Por conseguinte, a formação permanente dos leigos constitui uma prioridade da vossa
missão de pregadores e de mestres. A formação espiritual e doutrinal deve orientar-se
para ajudar os fiéis leigos a desempenhar o papel profético que lhes é próprio no
seio de uma sociedade que nem sempre reconhece ou aceita a verdade e os valores do
Evangelho. Isto vale de maneira particular para os vossos catequistas: estes servos
fiéis do Verbo têm necessidade de uma formação adequada, tanto do ponto de vista espiritual
como intelectual, e também de um apoio moral e material (cf. Ecclesia in Africa, 91).
De resto, seria útil preparar e pôr à disposição de todos um catecismo simples,
na linguagem do povo. De maneira análoga, textos oportunos nas línguas locais poderiam
ser preparados e distribuídos, como forma de apresentar Jesus Cristo àqueles que não
conhecem a mensagem cristã e como instrumento para o diálogo inter-religioso. Isto
poderia resultar particularmente útil nas áreas isentas da lei da Shari'ah, sobretudo
na Capital Federal, Cartum. A este propósito, desejo também exortar-vos a retomar
os vossos esforços em vista de instituir uma Universidade Católica em Cartum. Tal
instituição permitiria que a grande contribuição, oferecida pela Igreja no campo da
educação elementar e secundária, produzisse os seus frutos inclusivamente no sector
da educação superior. Além disso, a Universidade católica ser-vos-ia de grande ajuda
no cumprimento da vossa tarefa de garantir que haja professores adequadamente formados
para oferecer uma educação católica nas escolas públicas.
4. Pensando agora
em quantos vos assistem no vosso ministério pastoral, exorto-vos a cuidar dos vossos
sacerdotes com amor especial e a considerá-los como vossos colaboradores preciosos
e como amigos (cf. Christus Dominus, 16). A sua formação deve ser levada a cabo de
tal forma, que se tornem prontos para pôr de lado toda e qualquer ambição terrestre,
em ordem a agir in persona Christi. Eles são chamados a desapegar-se das coisas materiais
e a dedicar-se ao serviço dos outros através da entrega total de si mesmos no celibato.

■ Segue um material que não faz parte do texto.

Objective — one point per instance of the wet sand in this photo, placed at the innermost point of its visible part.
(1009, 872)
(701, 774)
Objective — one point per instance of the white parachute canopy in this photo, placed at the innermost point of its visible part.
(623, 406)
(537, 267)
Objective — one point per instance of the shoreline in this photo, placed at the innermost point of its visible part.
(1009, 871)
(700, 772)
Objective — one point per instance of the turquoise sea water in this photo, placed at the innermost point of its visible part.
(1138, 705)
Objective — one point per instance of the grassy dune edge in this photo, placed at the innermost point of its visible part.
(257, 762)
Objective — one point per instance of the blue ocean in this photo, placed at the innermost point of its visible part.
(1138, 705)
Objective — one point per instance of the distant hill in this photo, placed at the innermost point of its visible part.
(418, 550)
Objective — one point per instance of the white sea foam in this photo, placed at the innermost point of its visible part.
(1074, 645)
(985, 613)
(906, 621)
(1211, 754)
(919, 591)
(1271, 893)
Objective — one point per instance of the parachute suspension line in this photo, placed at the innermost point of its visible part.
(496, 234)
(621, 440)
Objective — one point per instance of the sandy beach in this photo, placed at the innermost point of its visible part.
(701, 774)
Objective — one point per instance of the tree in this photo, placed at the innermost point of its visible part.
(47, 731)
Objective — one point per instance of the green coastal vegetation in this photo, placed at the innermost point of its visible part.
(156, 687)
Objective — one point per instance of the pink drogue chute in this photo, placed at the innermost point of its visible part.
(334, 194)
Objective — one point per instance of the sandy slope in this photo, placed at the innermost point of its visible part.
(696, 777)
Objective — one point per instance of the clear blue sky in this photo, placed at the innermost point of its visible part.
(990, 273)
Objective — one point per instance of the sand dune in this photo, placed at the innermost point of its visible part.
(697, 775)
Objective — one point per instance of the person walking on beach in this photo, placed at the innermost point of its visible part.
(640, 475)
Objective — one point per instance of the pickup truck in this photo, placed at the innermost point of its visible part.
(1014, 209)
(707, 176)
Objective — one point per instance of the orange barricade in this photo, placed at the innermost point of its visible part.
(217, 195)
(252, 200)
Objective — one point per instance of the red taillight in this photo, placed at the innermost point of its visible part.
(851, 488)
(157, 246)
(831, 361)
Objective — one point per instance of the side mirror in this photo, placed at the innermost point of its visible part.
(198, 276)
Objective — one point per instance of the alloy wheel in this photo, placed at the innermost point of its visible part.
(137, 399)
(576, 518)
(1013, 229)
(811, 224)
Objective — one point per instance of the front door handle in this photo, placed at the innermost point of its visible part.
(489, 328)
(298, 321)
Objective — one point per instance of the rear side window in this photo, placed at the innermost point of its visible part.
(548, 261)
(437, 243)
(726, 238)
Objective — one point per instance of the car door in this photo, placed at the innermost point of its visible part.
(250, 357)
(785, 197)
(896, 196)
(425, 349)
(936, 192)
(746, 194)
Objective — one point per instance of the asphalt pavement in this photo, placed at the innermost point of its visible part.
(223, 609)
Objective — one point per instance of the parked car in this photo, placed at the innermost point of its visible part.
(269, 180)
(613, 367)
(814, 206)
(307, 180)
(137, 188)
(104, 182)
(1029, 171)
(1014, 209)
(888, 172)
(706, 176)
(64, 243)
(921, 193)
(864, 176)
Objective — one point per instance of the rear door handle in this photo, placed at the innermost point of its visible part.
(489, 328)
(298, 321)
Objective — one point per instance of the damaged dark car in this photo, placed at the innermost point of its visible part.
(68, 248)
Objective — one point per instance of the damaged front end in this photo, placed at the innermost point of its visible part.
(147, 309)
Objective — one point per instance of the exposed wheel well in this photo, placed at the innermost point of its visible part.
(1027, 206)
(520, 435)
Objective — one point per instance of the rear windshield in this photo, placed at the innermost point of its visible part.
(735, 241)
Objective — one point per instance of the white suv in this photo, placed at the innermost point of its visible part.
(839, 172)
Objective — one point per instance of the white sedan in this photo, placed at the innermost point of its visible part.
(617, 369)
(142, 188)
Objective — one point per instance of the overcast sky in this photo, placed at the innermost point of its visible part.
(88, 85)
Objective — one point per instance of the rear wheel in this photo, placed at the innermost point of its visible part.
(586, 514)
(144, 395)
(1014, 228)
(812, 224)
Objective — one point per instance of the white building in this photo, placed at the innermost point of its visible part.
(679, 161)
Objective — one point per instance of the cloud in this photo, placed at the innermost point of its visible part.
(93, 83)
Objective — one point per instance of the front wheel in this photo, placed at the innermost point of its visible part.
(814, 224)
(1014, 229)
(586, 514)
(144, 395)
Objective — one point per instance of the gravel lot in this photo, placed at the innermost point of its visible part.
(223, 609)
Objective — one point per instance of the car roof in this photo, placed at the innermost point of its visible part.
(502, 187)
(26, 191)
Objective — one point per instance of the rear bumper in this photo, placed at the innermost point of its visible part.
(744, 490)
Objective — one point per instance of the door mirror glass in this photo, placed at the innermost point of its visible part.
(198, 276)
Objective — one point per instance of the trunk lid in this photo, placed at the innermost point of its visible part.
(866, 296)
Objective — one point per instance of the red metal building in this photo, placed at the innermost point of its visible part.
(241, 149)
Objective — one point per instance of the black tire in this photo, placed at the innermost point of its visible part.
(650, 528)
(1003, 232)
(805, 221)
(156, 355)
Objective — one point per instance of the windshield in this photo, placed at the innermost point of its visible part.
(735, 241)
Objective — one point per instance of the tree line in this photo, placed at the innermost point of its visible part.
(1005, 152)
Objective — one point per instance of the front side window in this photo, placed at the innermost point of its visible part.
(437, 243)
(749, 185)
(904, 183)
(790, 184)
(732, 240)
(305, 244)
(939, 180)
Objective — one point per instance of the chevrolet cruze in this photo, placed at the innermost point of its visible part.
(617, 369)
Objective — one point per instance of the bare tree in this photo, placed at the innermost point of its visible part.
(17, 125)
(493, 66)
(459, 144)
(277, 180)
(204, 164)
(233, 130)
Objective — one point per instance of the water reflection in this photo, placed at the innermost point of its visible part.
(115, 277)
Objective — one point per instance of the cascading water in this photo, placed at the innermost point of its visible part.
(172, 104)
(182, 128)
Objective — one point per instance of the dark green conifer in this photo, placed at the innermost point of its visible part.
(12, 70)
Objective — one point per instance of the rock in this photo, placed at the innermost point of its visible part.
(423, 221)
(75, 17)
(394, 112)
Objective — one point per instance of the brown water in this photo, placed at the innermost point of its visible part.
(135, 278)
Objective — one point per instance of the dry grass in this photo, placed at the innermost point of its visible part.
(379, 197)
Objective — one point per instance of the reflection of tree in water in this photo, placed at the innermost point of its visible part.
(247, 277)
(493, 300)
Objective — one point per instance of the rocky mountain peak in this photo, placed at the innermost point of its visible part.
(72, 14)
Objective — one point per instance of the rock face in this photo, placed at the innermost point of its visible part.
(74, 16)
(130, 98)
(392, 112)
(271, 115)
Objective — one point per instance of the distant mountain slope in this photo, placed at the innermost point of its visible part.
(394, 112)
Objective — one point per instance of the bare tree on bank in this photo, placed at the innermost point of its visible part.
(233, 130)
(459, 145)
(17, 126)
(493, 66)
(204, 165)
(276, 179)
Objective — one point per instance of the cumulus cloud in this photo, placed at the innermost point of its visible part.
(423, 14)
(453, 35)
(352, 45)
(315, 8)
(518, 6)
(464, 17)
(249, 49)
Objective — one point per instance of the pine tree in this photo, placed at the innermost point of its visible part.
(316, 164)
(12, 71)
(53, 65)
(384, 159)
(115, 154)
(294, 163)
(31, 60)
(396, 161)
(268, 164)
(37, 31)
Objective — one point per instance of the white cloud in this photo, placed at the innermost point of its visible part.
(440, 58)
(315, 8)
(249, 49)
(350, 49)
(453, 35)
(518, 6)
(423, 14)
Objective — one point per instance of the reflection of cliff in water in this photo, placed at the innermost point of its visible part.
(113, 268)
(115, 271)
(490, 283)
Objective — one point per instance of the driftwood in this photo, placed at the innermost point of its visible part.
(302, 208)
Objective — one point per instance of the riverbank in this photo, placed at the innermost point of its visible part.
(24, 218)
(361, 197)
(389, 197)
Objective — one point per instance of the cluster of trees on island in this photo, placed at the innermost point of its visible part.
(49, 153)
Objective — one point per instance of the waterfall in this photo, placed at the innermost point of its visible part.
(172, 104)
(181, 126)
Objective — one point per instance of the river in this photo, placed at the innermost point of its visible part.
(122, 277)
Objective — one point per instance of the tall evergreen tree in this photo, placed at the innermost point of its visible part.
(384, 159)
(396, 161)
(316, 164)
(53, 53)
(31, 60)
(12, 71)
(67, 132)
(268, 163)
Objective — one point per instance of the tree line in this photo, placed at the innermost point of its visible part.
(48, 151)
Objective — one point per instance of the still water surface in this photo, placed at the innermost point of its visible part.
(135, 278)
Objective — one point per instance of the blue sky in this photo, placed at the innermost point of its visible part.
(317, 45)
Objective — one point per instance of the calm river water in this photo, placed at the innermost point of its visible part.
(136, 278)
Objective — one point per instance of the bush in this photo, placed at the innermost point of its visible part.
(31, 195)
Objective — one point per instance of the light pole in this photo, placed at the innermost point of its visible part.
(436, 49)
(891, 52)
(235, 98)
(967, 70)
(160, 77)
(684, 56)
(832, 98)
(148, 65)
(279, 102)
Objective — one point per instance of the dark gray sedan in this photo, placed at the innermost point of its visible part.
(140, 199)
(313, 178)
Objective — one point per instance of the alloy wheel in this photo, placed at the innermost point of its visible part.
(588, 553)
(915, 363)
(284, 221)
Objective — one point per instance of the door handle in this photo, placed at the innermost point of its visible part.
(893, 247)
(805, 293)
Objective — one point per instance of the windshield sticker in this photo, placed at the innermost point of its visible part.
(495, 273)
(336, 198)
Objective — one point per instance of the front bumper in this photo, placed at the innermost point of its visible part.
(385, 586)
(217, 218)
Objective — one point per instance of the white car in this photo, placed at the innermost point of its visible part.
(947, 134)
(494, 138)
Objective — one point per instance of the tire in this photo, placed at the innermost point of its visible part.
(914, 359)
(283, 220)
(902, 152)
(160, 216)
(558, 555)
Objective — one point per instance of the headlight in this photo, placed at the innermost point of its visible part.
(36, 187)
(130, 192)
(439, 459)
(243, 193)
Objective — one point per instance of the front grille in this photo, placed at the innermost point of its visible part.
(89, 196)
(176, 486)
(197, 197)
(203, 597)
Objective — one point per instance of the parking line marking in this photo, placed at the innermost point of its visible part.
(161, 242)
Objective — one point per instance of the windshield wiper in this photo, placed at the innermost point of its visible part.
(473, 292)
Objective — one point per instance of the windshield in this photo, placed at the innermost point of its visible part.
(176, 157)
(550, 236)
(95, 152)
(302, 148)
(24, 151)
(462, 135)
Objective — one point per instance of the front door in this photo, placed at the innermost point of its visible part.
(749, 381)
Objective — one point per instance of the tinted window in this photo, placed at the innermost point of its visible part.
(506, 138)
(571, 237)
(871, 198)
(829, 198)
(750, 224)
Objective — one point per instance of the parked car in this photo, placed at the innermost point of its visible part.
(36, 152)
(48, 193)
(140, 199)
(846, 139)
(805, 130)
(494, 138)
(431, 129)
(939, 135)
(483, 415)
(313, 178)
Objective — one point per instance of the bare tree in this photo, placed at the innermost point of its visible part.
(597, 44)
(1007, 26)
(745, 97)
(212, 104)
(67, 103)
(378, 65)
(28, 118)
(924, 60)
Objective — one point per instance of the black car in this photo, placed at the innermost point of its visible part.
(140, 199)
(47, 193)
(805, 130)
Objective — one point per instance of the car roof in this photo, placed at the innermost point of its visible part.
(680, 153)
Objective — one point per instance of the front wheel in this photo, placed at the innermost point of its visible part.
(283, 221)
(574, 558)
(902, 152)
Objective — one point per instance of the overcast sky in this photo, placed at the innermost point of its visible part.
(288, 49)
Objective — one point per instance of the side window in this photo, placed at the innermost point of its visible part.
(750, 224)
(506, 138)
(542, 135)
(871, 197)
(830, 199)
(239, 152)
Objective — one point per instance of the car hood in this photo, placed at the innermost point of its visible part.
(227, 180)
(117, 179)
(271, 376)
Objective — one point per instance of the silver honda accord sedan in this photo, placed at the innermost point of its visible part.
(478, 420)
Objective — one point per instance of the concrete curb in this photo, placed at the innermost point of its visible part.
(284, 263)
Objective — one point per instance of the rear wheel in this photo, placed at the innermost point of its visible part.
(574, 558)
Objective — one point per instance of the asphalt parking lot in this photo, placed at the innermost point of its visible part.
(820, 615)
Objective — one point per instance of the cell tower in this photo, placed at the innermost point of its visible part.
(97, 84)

O comportamento escandaloso deve ser sempre averiguado, enfrentado e corrigido. Com
a vossa amizade e o vosso apoio fraternal e o dos seus irmãos no sacerdócio, para
os vossos presbíteros será mais fácil dedicar-se integralmente, na castidade e na
simplicidade, ao seu ministério de serviço.
Naturalmente, as atitudes e as
inclinações de um pastor autêntico devem ser alimentadas no coração dos futuros presbíteros,
desde muito antes da sua ordenação. Esta é a finalidade da formação humana, espiritual,
intelectual e pastoral, que eles recebem no Seminário. As orientações contidas na
minha Exortação Apostólica pós-sinodal Pastores dabo vobis serão inestimáveis para
avaliar os candidatos e para melhorar a sua formação. Ao mesmo tempo, é necessário
tomar algumas medidas, para assegurar que uma formação sacerdotal adequada continue
mesmo depois da ordenação, de modo especial nos primeiros anos de ministério. Na
vida de fé das vossas comunidades, os Institutos religiosos e missionários continuam
a desempenhar um papel decisivo. Enquanto respeita a autonomia interna legítima, estabelecida
para as comunidades religiosas, o Bispo deve ajudá-las a cumprir, no seio da Igreja
particular, o seu dever de testemunhar a realidade do amor de Deus pelo seu povo.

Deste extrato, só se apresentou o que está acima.